Lee Loffland's The Graveyard Shift blog a few days ago spoke about how hard it's getting for writers to find good murder spots.
So difficult these days, he says. He suggests to take a weekend road trip to find those pesky, hard-to-find murder scenes.
Lee says "Not all murderers choose to do their dirty work in the comfort of someone’s warm and cozy brick rancher on So Sweet Lane in Lovelytown, USA. Sometimes, assassins are a bit creative when it comes to disposing of the fruits of their labor. In fact, victims have been found in really odd places, like…old, rat-infested, abandoned factories, dilapidated houses, inside rusty farm machinery, lying miles-deep in the woods, a railroad car, inside discarded barrels, inside water towers and tanks, under water, a chimney, and hanging from the rafters in a barn. So why not be creative when writing your murder scenes? The real killers sure are."
Lee's in law enforcement.
Our blog writers fit that bill. We think global and creativity abounds in Brazil, Iceland, Greece, the UK, Bangkok, France, Africa and make use of our distinctive landscape for a good killing. For me, it's an extended road trip over the big pond.

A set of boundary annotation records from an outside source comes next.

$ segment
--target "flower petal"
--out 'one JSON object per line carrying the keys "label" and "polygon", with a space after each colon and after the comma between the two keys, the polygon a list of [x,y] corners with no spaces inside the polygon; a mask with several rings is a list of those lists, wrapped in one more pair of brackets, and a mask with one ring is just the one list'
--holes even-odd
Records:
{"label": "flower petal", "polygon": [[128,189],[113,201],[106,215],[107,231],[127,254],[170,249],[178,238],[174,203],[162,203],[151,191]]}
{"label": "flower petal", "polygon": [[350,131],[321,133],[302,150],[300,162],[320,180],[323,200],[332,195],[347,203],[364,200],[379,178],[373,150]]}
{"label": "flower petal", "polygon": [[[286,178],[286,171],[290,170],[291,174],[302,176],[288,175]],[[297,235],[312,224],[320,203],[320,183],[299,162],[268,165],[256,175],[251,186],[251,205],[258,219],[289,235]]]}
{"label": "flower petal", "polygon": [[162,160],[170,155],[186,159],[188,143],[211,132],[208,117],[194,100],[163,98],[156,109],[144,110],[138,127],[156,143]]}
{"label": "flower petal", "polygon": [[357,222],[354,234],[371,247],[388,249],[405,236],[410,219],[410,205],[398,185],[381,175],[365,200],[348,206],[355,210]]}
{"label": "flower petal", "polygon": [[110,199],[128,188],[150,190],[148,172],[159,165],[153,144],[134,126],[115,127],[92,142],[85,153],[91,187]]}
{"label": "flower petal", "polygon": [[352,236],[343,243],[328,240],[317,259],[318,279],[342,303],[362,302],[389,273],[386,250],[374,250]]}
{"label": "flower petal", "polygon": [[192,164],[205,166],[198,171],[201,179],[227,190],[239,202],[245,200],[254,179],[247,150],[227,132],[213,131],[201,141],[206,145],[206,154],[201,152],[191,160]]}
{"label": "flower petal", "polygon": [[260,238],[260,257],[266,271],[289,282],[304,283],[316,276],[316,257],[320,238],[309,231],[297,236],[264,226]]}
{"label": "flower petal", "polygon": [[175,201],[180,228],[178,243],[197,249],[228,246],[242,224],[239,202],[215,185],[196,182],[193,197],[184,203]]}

In my case, Paris, a densely populated city, poses sometimes unique issues - a spectrum of difficulty in where to put that body. My constant challenges are those annoying passersby, the curious concierge at the window, the late night
reveler's stumbling in a passage...nuisances really when you need to kill someone and hide their body.

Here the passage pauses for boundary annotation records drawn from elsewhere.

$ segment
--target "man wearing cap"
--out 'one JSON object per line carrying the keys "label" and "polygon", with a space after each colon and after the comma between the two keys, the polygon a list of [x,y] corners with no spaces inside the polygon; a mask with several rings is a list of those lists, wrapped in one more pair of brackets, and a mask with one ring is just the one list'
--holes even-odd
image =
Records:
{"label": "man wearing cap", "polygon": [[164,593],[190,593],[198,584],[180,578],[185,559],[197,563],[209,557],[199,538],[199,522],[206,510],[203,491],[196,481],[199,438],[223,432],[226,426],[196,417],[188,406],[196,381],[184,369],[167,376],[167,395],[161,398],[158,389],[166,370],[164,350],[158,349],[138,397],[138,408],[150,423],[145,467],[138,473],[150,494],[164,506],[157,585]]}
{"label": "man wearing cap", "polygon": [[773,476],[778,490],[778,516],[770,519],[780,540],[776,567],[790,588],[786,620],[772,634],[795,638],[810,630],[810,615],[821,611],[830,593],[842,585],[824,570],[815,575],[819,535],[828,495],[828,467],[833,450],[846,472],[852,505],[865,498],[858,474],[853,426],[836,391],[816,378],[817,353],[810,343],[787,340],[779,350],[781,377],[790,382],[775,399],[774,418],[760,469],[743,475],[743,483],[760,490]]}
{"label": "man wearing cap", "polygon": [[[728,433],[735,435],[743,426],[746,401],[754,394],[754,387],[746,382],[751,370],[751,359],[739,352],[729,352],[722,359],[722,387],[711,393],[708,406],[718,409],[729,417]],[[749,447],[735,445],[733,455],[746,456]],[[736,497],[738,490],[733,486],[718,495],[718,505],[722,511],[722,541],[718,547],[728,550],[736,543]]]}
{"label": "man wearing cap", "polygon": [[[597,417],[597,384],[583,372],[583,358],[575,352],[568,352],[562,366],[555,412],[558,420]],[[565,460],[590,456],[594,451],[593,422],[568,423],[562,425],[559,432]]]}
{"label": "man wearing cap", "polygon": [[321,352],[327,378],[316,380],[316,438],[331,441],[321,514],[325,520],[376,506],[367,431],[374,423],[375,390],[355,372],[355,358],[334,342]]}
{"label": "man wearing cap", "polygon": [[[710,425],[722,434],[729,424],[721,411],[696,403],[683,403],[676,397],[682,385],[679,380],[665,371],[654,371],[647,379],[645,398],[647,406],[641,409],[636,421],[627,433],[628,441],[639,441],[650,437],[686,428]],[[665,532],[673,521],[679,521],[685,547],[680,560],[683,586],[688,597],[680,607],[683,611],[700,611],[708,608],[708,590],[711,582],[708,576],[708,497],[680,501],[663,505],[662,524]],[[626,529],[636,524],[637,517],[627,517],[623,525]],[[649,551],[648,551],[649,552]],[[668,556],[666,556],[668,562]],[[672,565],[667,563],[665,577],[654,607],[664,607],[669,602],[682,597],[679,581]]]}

So I ask my friends for help. Carla, the 'victim' in the orange-red raincoat above took some persuading over a chocolat chaud to agree. But what are friends for I asked? I needed to visualize the setting, the distances, the greenery and put a body there. Turns out I used this house in Paris (unknown to the owners and plan to keep it that way) and moved the body to the back near the shrubbery. Carla's often called on to give 'service' and help out in a variety of circumstances. Most recently in climbing over a metal spiked fence into a park near Place de la République and seeing if she could do it in under two minutes. It worked and I can't thank her enough. It totally changed a plot point in the story.

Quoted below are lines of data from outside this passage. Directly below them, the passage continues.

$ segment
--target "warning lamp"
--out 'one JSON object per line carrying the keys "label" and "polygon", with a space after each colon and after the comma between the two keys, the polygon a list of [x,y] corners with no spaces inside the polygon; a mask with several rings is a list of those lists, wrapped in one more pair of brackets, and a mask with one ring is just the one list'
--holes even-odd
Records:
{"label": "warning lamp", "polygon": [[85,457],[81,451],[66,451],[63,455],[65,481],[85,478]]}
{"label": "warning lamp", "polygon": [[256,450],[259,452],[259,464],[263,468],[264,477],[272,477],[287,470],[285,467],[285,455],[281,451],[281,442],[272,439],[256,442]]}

Now of course if one uses interior locations - an apartment, chateau in the country, museum, or the catacombs they offer distinct possibilities but tie more directly back to the perpetrator. Whose apartment or chateau?

An abandoned phantom Metro station?



Of course underground tunnels in Paris always make a good body stash

What about you? Any friends you call on for that hard to pinpoint murder location?